Sudah delapan bulan berlalu sejak Alvaro Kiano Nugroho, bocah enam tahun itu, menghilang di kawasan Pesanggrahan, Jakarta Selatan. Kini, kabar duka yang ditunggu-tunggu akhirnya tiba. Polisi mengonfirmasi bahwa Alvaro telah ditemukan dalam keadaan meninggal.
Kapolsek Pesanggrahan, AKP Seala Syah Alam, memberikan pernyataan singkat namun tegas kepada awak media pada Minggu (23/11/2025).
"Alvaro sudah ditemukan dalam keadaan meninggal dunia," ujarnya.
Meski belum mau membeberkan kronologi lengkap atau kondisi jenazah saat ditemukan, Seala memberikan titik terang lain. Menurutnya, pihak kepolisian telah mengamankan seorang tersangka yang diduga terlibat dalam kasus ini.
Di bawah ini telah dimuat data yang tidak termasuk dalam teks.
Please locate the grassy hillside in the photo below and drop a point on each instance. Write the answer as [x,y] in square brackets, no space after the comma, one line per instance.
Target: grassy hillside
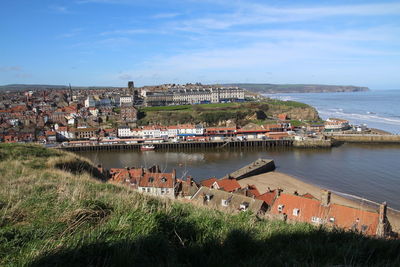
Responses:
[214,114]
[267,88]
[52,217]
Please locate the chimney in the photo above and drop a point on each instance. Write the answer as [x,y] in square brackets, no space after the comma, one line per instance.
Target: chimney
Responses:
[100,168]
[279,191]
[382,229]
[325,198]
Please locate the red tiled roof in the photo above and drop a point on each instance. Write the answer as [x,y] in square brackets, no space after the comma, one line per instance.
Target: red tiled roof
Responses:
[208,182]
[268,197]
[308,208]
[351,218]
[308,195]
[333,214]
[159,180]
[228,185]
[253,190]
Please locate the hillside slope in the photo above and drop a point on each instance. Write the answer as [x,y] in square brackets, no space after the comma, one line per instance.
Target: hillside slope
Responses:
[53,212]
[220,114]
[265,88]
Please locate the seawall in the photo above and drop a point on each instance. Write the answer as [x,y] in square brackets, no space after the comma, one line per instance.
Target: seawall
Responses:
[311,143]
[183,145]
[365,138]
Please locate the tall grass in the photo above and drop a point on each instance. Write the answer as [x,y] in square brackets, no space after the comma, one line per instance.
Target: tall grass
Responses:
[52,217]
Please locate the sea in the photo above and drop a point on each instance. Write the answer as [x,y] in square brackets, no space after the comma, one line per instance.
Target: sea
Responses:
[377,108]
[370,171]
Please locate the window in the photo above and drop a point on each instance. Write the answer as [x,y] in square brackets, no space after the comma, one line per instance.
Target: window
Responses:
[296,212]
[280,208]
[316,220]
[244,206]
[364,228]
[208,197]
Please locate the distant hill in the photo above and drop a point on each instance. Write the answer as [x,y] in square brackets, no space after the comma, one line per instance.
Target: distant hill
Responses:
[297,88]
[21,87]
[54,212]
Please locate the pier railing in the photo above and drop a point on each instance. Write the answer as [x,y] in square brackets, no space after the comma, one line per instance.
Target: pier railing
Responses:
[182,145]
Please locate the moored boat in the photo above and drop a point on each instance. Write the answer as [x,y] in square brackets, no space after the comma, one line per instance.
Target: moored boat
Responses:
[147,147]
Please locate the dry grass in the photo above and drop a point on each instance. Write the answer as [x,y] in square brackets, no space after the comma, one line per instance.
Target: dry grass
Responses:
[54,217]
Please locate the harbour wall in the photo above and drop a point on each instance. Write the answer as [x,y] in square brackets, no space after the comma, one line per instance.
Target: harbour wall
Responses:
[365,138]
[184,145]
[311,143]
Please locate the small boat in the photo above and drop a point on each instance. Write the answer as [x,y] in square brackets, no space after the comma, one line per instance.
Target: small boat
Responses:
[147,148]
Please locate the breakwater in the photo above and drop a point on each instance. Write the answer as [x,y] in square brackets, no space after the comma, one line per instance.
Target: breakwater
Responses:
[184,145]
[313,143]
[365,138]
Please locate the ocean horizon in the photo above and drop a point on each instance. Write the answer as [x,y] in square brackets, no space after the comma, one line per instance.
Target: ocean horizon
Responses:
[377,108]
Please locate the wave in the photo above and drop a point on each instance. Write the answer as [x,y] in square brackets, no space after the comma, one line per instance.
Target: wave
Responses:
[369,117]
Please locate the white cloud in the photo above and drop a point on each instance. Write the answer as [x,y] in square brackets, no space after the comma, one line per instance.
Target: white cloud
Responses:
[165,15]
[60,9]
[125,32]
[257,14]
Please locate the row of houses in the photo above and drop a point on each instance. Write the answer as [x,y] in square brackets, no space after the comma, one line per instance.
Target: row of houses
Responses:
[228,195]
[182,95]
[188,131]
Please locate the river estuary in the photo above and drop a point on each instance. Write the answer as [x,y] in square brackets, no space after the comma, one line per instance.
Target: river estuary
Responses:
[370,171]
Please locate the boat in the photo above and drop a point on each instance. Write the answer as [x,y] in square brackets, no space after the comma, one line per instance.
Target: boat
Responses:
[147,148]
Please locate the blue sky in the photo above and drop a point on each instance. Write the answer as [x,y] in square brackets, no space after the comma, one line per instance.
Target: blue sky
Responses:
[108,42]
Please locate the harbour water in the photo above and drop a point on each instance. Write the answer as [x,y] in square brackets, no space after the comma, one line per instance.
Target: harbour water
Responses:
[369,171]
[376,108]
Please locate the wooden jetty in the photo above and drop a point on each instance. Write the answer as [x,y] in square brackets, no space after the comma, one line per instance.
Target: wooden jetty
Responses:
[183,145]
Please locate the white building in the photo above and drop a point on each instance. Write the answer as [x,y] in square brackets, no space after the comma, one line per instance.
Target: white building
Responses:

"Tersangka sudah diamankan," tambahnya.
Di sisi lain, kisah pilu ini berawal dari sebuah malam di bulan Ramadan. Ibu Alvaro, Arumi, menceritakan bahwa putranya itu hilang sejak tanggal 6 Maret 2025, persis saat cahaya senja mulai memudar. Alvaro dikenal sebagai anak yang rajin. Seperti biasa, ia berangkat ke masjid dekat rumah untuk salat magrib.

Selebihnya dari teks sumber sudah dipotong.